Despite accusations of foreign-funding, environmental lobbyists just cannot compete with corporations that often, as in the case of Imperial Oil and Nexen Energy, are actually foreign-owned. The TMX was just such a company, with US owners, before the Canadian government bailed them out with billions of Canadian tax dollars.

Equity

Support for the TMX is even more distressing, when we recognize that Canada has the technology, resources and know-how to make the shift to a clean energy system, a re-valued economy and a more just society. It is even more unconscionable, when we admit Canada has the means to help affected workers use their skills in new, more sustainable roles. Just one example - decades of good jobs for current oil and gas workers could come from cleaning up the extensive tailings ponds the oil and gas industry leaves in its wake.

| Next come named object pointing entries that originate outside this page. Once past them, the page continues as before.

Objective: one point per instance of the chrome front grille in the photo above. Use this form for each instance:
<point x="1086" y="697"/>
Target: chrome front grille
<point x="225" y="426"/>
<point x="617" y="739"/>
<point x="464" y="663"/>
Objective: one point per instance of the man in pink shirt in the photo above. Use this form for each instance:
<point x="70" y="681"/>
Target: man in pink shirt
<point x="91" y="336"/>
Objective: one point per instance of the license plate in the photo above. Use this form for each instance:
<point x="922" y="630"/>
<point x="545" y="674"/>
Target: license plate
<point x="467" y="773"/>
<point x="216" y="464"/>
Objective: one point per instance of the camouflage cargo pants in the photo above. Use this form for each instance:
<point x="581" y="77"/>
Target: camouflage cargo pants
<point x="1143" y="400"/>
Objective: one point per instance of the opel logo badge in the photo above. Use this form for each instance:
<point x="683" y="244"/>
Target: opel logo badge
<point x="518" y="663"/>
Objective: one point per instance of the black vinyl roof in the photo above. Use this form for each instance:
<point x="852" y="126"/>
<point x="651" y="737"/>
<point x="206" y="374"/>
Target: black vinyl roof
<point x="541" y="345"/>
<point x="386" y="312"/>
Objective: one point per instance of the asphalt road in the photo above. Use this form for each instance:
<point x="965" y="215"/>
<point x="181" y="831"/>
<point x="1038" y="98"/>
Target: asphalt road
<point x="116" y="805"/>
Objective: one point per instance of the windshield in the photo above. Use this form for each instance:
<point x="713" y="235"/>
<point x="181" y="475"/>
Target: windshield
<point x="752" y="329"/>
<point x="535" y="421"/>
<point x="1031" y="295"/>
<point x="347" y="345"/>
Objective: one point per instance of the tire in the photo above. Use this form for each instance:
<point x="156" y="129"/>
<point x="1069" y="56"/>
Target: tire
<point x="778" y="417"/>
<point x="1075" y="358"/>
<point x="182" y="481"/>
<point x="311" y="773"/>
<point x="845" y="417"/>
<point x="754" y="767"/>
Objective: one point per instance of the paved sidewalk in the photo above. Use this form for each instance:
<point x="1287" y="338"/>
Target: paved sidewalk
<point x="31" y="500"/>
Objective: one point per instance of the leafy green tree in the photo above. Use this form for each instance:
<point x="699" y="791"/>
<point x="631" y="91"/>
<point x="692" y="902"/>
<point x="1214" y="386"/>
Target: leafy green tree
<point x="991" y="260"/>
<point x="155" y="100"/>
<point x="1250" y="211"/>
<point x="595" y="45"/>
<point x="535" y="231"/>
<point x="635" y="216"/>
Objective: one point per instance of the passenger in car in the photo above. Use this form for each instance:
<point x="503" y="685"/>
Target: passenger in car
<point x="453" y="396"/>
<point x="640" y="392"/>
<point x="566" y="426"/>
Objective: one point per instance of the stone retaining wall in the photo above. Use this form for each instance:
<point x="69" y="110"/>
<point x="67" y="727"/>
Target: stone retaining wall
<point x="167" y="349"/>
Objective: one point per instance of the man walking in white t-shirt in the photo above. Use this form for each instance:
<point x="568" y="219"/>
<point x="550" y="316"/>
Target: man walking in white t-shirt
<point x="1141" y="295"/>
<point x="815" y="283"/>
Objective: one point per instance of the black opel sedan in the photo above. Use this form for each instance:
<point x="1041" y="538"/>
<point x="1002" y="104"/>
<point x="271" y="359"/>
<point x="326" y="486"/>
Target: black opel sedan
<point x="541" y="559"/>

Now here’s a thought (inspired by The Canadian Pact for a Green New Deal): by transitioning rapidly now, by revaluing our economy, we could create a massive number of jobs in green industry, we could prioritize a culture of care and jobs in low-carbon fields, we could hold the industries most responsible for the climate crisis accountable and create fairer taxation so that those who have benefitted most give back to those who experienced exploitation, scarcity and precariousness.

According to Naomi Klein, in her speech at the Green New Deal Town Hall held on June 13, 50 billion a year is hoarded in stocks. 71% of CO2 emissions can be traced back to 100 companies, a lot of them complicit in spreading misinformation about climate change. The average salary among the top paid one hundred CEOs in Canada was 204 times more than the annual average Canadian wage. Fairer taxation and honest accountability could go a long way to fund every single one of the rapid changes we need to heal the current triumvirate of crisis - social, climate and biodiversity.

Resolve

One of the first and most vital things Canada can do to begin a graceful, societal transition is to no longer approve or build new fossil fuel infrastructure. That means saying no to the TMX.

TO350 has expressed its viewpoint around the TMX before. It has not changed. Here is the letter that we faxed in during the reassessment of tanker traffic in BC:

https://drive.google.com/file/d/1Lap_k3LXjqkAzetzjmnmd0LIpUmLpFM2/view?usp=sharing

Despite our disappointment, we continue to stand with those in BC, with Indigenous people on the frontlines and with all of those who dare to speak the truth and resist the continuation of a status-quo that is literally destroying the world on which we depend.